One limitation of this study is that only 79 individuals were analyzed after quality control. Small sample size may bias the allele frequencies estimated in the population, also the extent of LD between markers, and as a result, the portability of tSNPs could be over estimated. It is interesting to note, however, that we didn't detect many significant differences between our sample and the HapMap CHB sample. And as demonstrated previously, for common SNPs with MAFs over 0.05, the use of 60 independent individuals didn't affect the performance of tSNPs significantly [6]. Another limitation is that our samples were composed of normal controls from a case-control study.
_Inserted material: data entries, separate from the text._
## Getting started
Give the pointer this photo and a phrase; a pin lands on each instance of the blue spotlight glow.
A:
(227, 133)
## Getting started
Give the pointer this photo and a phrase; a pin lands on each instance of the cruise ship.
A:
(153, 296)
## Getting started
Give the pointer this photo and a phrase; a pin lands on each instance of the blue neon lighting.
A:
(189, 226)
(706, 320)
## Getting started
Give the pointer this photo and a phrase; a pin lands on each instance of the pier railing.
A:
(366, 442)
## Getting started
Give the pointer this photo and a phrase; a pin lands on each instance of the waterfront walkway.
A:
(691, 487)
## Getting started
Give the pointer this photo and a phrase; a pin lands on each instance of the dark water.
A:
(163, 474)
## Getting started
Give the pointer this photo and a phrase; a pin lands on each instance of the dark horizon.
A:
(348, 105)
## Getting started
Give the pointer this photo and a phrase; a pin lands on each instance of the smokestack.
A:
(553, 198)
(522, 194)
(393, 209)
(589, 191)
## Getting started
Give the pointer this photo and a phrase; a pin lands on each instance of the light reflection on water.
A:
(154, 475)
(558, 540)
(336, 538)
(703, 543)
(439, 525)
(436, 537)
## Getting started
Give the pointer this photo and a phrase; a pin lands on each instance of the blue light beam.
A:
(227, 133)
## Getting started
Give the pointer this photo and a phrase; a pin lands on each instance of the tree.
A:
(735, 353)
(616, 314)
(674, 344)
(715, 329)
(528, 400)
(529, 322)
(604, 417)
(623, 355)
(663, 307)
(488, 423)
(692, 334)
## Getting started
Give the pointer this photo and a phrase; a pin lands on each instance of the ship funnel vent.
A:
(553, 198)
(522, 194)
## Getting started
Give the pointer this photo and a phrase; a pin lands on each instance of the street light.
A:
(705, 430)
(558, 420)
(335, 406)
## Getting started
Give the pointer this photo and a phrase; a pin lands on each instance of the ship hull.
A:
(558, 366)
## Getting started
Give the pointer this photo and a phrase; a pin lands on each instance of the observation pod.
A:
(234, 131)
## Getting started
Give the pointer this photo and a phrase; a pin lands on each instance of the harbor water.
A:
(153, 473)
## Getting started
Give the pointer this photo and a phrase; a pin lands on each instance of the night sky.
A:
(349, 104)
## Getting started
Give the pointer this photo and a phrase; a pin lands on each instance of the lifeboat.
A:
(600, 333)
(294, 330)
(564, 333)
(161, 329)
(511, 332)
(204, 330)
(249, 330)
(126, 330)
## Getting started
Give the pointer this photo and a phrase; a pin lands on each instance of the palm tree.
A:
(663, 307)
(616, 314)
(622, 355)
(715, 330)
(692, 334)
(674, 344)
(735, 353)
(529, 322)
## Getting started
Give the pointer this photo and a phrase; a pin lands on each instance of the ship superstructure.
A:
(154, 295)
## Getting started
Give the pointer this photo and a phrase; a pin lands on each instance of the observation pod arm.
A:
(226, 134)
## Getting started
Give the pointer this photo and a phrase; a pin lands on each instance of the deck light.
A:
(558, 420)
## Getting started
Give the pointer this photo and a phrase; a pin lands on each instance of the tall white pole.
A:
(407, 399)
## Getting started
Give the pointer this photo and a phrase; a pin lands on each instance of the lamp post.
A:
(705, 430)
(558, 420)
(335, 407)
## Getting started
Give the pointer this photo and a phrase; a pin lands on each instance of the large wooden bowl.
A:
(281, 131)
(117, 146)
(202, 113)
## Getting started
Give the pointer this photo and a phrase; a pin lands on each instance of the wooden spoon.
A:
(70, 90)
They were over 65 years old with normal weight and were free from diabetes, hypertension, dyslipidaemia and the family history of these diseases, whereas the HapMap CHB individuals were recruited randomly from Beijing ignoring the disease status. The particularity of our sample might lead to the difference in some SNPs or haplotypes.

Conclusion

We conclude that the HapMap CHB SNP set has a good portability to the Shanghai population and thus it is a powerful tool for the genetic studies on complex disease in Chinese Hans. Further studies focusing on populations from other regions and nationalities in China are needed to confirm our findings.

Methods

Population samples

Eighty unrelated Chinese individuals were recruited from Shanghai Caoyang community as a component of the case-control study in the International Type 2 Diabetes 1q Consortium. All the individuals were normal controls free from diabetes, hypertension or dyslipidaemia. The sample was compased of 55 males and 25 females, aged 74 years in average. This study was reviewed and approved by the institutional review board of Shanghai Jiao Tong University Affiliated Sixth People's Hospital, Shanghai, China. Written informed consents were obtained from all participants.
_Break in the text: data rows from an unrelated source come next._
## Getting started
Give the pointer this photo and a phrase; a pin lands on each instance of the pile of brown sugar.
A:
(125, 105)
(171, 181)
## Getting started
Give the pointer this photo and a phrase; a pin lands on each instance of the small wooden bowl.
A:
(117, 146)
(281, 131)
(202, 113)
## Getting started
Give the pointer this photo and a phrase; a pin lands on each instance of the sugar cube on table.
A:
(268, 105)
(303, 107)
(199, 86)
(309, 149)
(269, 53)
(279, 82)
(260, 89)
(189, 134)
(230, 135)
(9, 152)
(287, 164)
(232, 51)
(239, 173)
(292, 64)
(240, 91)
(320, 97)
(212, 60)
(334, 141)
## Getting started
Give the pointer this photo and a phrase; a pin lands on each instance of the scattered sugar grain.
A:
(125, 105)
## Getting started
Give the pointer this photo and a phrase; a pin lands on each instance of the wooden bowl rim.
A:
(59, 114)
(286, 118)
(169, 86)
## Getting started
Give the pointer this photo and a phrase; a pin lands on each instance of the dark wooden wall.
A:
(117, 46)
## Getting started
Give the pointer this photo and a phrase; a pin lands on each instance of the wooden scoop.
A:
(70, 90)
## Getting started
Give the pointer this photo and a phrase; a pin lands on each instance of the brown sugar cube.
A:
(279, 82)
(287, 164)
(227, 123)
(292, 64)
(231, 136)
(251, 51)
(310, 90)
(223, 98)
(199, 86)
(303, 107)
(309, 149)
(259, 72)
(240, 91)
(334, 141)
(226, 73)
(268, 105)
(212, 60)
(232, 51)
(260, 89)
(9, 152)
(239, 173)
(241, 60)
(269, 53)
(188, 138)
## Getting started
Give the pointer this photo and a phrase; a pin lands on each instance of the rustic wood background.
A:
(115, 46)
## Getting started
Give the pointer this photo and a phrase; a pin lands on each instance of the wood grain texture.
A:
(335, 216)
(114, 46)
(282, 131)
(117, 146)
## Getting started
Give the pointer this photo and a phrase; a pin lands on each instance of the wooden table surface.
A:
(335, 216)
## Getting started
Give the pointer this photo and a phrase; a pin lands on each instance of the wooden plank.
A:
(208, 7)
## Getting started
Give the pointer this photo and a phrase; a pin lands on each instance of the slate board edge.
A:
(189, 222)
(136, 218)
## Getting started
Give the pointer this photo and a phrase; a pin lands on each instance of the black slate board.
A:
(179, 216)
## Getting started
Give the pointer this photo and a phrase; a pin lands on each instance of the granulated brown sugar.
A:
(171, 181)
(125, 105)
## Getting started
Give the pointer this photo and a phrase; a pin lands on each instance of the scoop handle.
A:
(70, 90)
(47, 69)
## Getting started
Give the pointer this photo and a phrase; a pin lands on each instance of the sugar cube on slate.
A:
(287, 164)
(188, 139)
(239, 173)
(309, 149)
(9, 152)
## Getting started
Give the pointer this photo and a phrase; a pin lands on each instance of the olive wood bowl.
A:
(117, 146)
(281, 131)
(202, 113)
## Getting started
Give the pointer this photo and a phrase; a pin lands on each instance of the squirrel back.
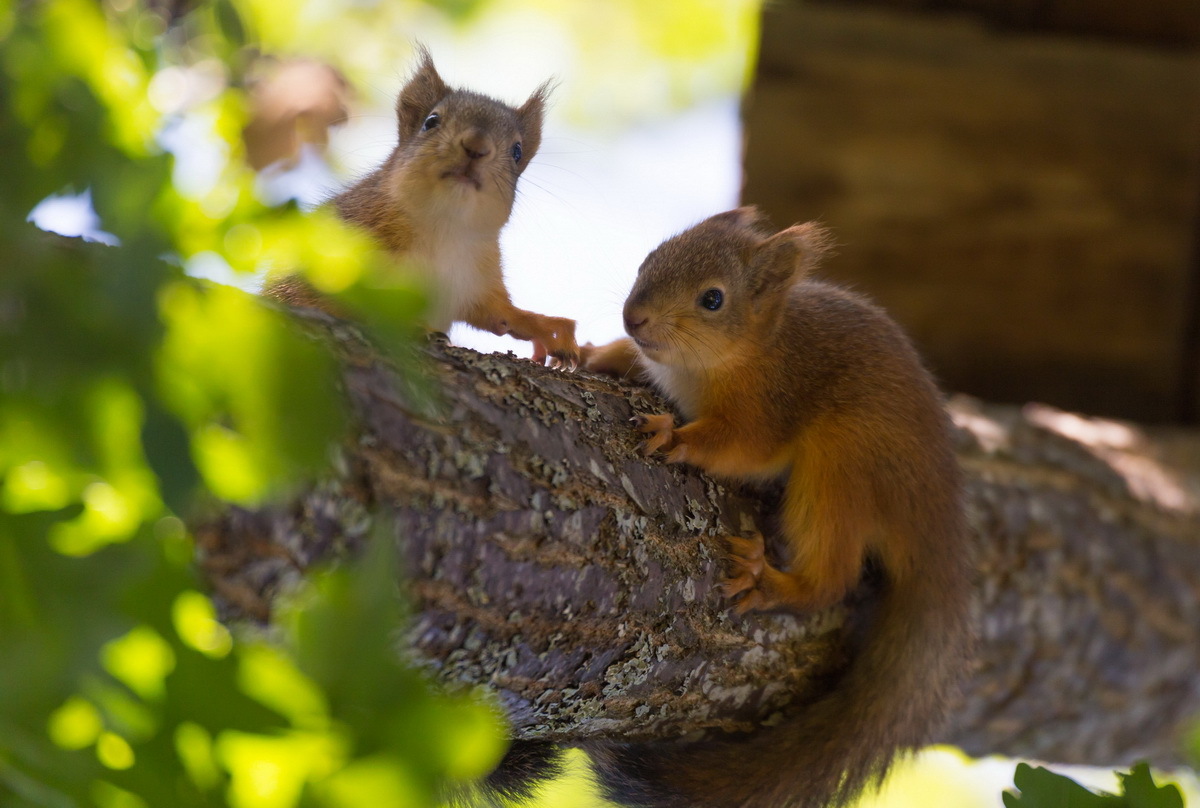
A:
(785, 377)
SNP selection and genotyping

A 21 Mb region on chromosome 1q21-q25 (position 148.10 Mb to 169.42 Mb, from the NCBI build 35 UCSC genome) was selected for genotyping. Over 4,500 SNPs were genotyped using the Illumina Golden Gate assay (Illumina Inc., San Diego, CA, USA) and the quality control was performed by the 1q Consortium [23]. After removal of SNPs that failed quality control and those not in the HapMap panel, 3,042 SNPs and 79 individuals were analyzed in this study, with an average density of one SNP per 7.0 kb. Detailed SNP information is shown in Additional file 3 and can be also obtained from dbSNP.
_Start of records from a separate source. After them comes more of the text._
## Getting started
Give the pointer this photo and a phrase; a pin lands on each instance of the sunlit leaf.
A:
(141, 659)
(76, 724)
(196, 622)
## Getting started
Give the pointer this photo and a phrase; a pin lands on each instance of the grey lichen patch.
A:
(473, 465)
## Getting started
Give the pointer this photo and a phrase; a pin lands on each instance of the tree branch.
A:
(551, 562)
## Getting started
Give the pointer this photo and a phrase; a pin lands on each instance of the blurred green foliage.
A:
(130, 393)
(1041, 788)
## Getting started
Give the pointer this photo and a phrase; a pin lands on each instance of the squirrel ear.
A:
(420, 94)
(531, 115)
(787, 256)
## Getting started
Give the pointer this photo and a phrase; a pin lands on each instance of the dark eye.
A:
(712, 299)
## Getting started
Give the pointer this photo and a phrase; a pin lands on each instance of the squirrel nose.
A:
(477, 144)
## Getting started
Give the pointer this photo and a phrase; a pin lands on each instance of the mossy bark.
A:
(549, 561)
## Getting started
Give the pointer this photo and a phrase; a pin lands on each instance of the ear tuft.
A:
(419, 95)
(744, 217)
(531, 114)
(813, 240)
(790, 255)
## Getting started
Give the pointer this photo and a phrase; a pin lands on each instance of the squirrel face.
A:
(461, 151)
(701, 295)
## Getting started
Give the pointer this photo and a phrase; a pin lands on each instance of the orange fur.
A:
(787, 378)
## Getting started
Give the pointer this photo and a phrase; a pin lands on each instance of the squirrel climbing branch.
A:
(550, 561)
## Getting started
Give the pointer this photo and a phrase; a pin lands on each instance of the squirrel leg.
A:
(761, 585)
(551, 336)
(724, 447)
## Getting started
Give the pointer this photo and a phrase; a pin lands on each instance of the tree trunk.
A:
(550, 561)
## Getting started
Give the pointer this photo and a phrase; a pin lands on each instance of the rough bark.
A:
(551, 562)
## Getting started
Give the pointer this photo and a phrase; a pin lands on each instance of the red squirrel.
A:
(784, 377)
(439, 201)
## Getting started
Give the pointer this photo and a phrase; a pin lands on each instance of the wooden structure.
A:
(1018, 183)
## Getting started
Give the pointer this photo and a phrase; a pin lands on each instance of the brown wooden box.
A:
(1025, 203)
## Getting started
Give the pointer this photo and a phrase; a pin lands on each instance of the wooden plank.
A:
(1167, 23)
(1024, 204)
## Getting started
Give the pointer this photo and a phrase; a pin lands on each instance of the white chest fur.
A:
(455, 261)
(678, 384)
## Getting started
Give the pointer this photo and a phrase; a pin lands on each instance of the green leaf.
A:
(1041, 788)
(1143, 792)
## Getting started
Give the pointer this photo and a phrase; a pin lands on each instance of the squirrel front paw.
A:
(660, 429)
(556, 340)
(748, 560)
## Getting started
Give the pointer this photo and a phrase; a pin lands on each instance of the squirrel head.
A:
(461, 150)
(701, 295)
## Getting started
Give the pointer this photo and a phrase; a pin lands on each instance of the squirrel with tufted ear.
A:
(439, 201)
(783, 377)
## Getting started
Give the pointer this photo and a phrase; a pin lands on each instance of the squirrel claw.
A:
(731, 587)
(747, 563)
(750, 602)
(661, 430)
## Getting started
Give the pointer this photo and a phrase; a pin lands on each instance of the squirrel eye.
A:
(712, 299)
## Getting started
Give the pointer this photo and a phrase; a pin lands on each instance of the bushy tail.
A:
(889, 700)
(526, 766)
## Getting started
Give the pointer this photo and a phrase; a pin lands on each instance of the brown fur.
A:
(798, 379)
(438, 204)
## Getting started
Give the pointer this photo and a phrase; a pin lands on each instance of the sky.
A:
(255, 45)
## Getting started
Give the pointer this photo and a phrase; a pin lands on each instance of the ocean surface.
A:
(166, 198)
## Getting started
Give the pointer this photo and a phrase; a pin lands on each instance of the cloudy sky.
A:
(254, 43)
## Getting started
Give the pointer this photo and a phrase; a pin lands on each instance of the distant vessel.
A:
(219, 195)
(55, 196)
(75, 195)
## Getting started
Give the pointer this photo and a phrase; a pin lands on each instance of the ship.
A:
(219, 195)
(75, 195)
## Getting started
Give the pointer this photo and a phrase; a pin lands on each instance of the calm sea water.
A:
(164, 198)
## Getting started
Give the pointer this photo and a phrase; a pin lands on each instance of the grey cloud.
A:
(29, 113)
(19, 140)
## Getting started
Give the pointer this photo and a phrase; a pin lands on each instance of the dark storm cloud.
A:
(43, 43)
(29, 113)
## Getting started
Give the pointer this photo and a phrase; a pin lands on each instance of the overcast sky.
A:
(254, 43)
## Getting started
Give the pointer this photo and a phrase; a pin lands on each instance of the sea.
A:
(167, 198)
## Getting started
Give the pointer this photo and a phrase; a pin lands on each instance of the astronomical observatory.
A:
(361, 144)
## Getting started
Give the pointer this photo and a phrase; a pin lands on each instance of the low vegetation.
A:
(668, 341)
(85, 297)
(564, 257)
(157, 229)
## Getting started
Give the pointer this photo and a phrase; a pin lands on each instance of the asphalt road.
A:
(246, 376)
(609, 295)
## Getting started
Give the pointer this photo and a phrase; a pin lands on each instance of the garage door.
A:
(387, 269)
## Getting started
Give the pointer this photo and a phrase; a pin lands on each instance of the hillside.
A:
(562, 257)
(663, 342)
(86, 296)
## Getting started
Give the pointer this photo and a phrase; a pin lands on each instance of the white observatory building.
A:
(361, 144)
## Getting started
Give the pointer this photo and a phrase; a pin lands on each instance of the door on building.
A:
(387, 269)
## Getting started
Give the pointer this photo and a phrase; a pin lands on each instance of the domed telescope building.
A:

The HapMap SNP data of 60 CEU individuals, 45 CHB individuals, 45 JPT individuals and 60 YRI individuals were obtained from HapMap database (release #20).

Statistical analyses

Allele frequencies were estimated by gene counting and checked for accordance with Hardy-Weinberg equilibrium in each population [24]. Allele frequencies of SNPs were compared between populations by chi-square or Fisher's exact tests, where appropriate. Linkage disequilibrium parameters (|D'| and r2) for adjacent SNPs were calculated and haplotype blocks were defined within each population using the confidence interval algorithm [25] and performed by Haploview version 3.32 [26]. Haplotype frequencies were estimated by Expectation – Maximization algorithm [27]. Permutation test that randomly assigns the phenotypes while keeping the genotypes intact was used to obtain empirical P values as an alternative to multiple test correction. Pearson's correlation coefficient (R) was used to estimate correlations in allele and haplotype frequencies and linkage disequilibrium parameters among populations. A paired t-test was performed to compare the allele frequencies and linkage disequilibrium parameters among the populations using SAS for WINDOWS (version 6.12, SAS Institute Inc., Cary, NC, USA).

SNPs with MAFs over or equal to 0.05 were selected for the analyses of tSNP transferability across populations. The Tagger program in Haploview was used to identify tSNPs that optimally capture allelic variation among SNPs. The tSNPs were selected based on a pairwise approach [28]. An r2 of 0.5 and 0.8 was selected as thresholds for tSNP selection. Coverage of tSNPs was defined as the percentage of SNPs in the evaluated population that had an r2 above 0.5 or 0.8 by the tSNP selected from the reference population. Tagging efficiencies of tSNP sets were defined as the average number of SNPs captured by each tSNP selected.